I was like, if everybody crashes and we win this race, it will still be the worst day of racing
What a story. Spotted spins one weekend. What car are you in? Was the Roush car?
Or the Walter. No, that was actually neither. That was an RAB. I was changing tires for you
that day. Really? Yes, I was. I thought you were memorable for you.
I think that's why we're on the lead lap and kept getting good pit stops. That's my story.
I'm sticking to it. I'm glad y'all are. I'm glad you're a part of that most embarrassing day.
Tomorrow will be much better than that, but don't worry. I'd hope to say it can't be much worse,
but I've learned not to do that. And like we talked about earlier in the conversation,
you literally have done more things when it comes to having a motor doing cool shit than
probably anybody in the world. But if I had the men in black pen, the neuralizer we found out was
called and zapped all your memory. You only got to keep one. What do you keep? Events or what are
we talking about? Yeah, yeah. Just every racing memory. Racing memory. Keep one.
Being on the podium with Colin McRae and Ken Block only got, like I said, one-tenth of a second
after all the stages. Colin would have had it for sure. He was dialed in on that last Super
Special. He lands, rolls the car over back to the wheels as it's flipping. He's already back
in gear. And it actually almost made time in the corner, but he had a flat tire from the roll.
And in the last turn, the time was just enough. So to be able to... Where was it?
So that was Staple Center, or just outside the Staple Center LA.
That, I mean, that racing memory, but it was the double backflip the night before.
And that experience. Oh, same time.
That whole game. Oh my goodness, bro.
Well, man, you've been so gracious with your time. Super excited to be your teammates
tomorrow night. We're going to have a good time with those rams. And Channel 199, you're doing a
lot of cool stuff on YouTube, man. Y'all go check them out. Appreciate the time stopped by the
mode party today. We had a lot of great fans. Fire up for you to be here. That's it, man. That's
all we got for Stag and Pennies. Coral of the Joy, Ryan Flores, Travis Soprano. Talk to y'all next week.
About this episode
Memorial Day weekend at the shop kicks things off with a Moparty featuring Travis Pastrana, then the conversation turns emotional as they process a NASCAR-related loss and lean on the racetrack community. Corey shares how rally instincts, co-driver notes, and even “over-driving” thinking translate to NASCAR—plus a high-risk double-backflip story and rally timing details. The episode also connects Ken Block’s Hoonigan business model and city-shutdown stunt planning to Pastrana’s NASCAR crossover, Carl Edwards at Atlanta, and Charlotte track embarrassment.
Travis Pastrana joins Corey LaJoie and Ryan Flores on Stacking Pennies for one of the wildest conversations we’ve ever had.

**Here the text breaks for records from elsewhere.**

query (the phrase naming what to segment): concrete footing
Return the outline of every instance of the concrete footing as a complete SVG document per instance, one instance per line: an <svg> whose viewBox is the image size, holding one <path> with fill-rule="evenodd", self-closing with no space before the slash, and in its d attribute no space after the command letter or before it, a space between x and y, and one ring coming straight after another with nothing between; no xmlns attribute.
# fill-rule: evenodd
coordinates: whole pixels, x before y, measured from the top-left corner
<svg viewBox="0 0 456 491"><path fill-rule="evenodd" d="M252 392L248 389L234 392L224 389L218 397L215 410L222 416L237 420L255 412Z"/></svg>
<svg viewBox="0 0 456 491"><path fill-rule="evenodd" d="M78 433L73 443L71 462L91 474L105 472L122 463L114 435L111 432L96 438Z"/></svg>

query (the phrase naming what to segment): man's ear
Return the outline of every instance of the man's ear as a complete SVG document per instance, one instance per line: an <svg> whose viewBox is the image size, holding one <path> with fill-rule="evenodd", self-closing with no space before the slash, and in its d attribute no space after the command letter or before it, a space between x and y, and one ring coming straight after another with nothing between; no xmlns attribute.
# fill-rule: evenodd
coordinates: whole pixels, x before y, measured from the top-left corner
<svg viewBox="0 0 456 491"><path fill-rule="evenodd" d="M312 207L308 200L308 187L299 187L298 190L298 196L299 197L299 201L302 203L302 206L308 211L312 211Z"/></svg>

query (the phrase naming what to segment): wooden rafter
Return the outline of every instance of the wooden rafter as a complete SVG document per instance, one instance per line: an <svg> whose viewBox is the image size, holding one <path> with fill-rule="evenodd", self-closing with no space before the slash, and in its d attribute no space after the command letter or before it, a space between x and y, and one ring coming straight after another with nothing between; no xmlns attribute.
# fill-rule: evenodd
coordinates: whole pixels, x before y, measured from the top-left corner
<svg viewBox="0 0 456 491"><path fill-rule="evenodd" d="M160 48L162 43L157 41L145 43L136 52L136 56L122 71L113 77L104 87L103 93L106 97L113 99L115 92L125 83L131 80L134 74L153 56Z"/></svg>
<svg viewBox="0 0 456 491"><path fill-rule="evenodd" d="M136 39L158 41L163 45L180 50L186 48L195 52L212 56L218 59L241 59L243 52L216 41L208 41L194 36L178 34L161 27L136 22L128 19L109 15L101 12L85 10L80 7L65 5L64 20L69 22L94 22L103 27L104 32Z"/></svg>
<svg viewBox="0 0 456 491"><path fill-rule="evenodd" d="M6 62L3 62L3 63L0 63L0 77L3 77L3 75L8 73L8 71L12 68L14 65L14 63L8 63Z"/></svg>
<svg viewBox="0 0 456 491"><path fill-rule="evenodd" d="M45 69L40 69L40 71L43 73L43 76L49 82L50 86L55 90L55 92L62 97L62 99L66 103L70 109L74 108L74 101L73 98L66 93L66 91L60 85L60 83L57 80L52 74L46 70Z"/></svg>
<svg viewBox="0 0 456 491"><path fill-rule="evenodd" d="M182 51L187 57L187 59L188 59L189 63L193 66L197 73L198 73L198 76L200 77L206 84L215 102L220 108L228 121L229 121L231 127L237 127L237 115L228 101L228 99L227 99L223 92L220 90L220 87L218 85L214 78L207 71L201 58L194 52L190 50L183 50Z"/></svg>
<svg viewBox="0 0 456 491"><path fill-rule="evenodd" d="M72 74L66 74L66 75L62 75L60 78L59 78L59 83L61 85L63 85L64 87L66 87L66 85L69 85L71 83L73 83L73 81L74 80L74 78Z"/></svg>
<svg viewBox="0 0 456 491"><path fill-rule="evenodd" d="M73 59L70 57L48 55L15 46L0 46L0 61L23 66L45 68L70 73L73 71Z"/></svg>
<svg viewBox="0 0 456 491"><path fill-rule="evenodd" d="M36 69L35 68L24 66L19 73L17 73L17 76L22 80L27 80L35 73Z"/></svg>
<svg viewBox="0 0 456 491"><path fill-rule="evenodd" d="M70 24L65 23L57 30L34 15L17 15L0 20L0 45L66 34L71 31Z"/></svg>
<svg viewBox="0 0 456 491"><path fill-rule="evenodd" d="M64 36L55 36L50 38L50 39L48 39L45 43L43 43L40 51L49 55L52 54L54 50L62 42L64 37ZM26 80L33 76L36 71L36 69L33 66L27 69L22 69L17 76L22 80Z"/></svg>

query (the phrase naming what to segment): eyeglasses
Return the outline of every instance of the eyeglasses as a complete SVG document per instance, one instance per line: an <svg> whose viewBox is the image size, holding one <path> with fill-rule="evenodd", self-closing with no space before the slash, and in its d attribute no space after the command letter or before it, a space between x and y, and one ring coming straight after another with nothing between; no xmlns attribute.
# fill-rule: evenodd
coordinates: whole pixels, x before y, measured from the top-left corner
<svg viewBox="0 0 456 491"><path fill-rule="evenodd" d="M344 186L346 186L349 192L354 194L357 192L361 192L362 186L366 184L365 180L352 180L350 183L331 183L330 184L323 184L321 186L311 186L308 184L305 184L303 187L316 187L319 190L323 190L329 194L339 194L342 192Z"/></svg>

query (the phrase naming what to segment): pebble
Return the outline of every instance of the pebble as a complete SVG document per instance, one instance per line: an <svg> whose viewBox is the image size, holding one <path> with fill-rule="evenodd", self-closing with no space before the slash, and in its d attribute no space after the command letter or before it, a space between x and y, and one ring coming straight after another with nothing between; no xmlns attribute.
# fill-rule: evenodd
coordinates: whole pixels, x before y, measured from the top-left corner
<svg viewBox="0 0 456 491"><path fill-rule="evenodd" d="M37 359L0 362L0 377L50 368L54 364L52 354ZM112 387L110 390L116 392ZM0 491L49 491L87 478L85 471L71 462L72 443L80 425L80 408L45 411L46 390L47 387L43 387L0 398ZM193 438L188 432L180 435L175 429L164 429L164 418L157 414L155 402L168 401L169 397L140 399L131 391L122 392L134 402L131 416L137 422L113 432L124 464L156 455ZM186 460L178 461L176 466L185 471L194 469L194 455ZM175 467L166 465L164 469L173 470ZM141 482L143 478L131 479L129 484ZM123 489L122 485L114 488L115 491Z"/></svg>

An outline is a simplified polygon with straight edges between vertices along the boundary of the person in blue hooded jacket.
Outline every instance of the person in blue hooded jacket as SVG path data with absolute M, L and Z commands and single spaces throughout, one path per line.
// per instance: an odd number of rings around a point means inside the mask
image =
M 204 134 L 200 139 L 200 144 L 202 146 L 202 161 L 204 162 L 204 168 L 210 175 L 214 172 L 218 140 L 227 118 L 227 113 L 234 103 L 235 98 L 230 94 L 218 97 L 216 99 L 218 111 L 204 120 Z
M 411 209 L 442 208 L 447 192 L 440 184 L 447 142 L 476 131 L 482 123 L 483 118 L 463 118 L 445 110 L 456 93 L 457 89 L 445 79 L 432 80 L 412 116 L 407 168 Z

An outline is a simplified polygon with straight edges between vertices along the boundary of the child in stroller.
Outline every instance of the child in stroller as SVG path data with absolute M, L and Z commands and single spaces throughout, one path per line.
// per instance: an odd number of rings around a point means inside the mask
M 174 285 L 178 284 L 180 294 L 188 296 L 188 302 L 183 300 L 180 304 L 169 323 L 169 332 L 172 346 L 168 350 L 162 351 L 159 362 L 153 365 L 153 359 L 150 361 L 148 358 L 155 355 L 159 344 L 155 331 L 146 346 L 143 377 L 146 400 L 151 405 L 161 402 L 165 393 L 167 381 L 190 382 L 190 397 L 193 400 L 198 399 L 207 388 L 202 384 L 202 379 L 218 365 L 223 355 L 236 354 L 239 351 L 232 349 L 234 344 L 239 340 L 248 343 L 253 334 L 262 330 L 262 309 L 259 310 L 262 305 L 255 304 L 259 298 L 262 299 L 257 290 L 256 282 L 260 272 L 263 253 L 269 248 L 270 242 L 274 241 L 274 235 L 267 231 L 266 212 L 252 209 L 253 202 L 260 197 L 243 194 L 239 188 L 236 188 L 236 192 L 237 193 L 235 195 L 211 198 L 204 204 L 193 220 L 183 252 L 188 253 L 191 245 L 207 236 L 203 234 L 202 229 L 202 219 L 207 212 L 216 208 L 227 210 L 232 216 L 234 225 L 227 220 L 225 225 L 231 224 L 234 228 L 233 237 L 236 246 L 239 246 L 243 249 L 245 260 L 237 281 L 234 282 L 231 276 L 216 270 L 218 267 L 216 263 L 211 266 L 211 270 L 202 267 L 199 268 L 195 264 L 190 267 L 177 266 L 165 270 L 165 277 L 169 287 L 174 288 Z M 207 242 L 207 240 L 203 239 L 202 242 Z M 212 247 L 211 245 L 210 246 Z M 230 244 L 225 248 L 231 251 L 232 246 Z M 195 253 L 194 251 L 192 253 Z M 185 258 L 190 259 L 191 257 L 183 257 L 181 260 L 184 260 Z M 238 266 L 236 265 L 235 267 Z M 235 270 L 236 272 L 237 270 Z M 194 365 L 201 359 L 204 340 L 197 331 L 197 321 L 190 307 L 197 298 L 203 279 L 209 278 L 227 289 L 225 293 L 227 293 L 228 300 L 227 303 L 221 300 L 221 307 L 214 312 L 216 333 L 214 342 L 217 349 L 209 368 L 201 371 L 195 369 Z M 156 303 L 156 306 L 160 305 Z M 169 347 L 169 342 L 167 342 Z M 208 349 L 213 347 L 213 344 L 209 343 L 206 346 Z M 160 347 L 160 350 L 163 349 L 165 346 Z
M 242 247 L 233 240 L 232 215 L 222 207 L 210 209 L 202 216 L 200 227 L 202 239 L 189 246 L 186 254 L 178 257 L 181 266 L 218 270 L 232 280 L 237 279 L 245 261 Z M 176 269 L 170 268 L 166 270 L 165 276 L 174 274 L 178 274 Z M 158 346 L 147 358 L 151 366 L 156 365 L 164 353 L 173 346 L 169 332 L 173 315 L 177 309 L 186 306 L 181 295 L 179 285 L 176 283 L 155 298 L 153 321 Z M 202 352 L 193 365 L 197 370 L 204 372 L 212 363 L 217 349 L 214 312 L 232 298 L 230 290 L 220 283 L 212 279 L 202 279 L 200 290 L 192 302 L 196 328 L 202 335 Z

Travis talks about jumping a stock Ram truck with Nitro Circus, what it was like trying to break into NASCAR, the story behind the legendary double backflip, why rally driving and stock car racing require completely different skill sets, and what made Ken Block’s Gymkhana legacy so important.
The guys also get into Cleetus McFarland, creator racing, sprint cars, Top Fuel dragsters, Gymkhana Australia, and the one racing memory Travis would keep forever.
From Daytona to X Games to Ken Block to Charlotte Motor Speedway, this one is pure Travis Pastrana chaos.